Pour que votre demande ai de l’impact, il faut qu’elle soit passée par une voie hiérarchique qui joue le rôle de « trieur » et apporte un poids nouveau au dossier (pour vous dire, lorsque j’étais étudiant, nous avions réussi à transmettre un compte-rendu des élèves de la politique éducative de notre académie sur le bureau du ministre en le faisant transiter par le chef d’établissement, le recteur d’académie, etc... bon, ça a pas dû être facile, mais enfin !).
Déjà, soyez heureux de ne pas avoir reçu une réponse formatée sur formulaire B-56 comme il est très commun.
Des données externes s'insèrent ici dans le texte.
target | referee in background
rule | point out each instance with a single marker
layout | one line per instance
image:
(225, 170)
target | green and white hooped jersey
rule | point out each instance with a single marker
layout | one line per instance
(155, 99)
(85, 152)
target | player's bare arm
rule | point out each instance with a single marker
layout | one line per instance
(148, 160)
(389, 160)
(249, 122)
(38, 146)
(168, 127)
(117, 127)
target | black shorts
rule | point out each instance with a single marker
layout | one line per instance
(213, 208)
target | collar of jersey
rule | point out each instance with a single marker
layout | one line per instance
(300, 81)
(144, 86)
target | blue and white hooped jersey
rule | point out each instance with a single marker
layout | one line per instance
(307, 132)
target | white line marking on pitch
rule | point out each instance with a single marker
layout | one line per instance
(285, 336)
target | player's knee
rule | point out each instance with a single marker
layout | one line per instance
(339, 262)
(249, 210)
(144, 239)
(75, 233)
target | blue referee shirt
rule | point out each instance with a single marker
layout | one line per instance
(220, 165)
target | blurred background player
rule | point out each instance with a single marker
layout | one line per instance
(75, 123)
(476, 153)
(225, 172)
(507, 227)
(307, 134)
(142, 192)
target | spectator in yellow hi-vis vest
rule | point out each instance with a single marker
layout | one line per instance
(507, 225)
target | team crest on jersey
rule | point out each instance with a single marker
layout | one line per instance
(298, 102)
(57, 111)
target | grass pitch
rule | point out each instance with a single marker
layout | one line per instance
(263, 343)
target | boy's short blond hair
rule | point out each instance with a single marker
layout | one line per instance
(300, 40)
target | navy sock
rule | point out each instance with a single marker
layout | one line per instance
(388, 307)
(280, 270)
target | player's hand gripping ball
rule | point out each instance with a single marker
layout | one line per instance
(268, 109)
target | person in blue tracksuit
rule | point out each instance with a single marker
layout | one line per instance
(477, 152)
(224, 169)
Ensuite, le but de votre dossier, c’est, je suppose, qu’il parvienne jusqu’à l’organisme en charge des questions de fond du programme éducatif. Or, cet organisme, s’il est encore plus fluctuant que les organismes politiques renouvellés au moins tous les cinq ans, n’est pratiquement pas lié au monde politique. Pour que votre message parvienne jusqu’aux commissions chargées de l’enseignement (qui, ensuite, transmettront au ministère si elles le juge utile), il faut qu’il transite par la voie professorale. Je suis persuadé qu’il y a des professeurs sensibles à l’espéranto (peut-être plus encore que dans bien des branches professionelles) et qui se feront la joie de transmettre le dit dossier par échelons succéssifs jusqu’aux personnes en charge. Je ne garantie pas que cela fonctionne, mais si ça parvient jusqu’au haut de la hiérarchie, cela aura bien plus de poids qu’un vague dossier transmis par un groupe inconnu, étant donné que cela aura reçu l’aval, voire la bénédiction, d’un organisme reconnu et digne d’intérêt (pour le dit haut de l’échelle).
Après ça, je dis ça, je dis rien, hein.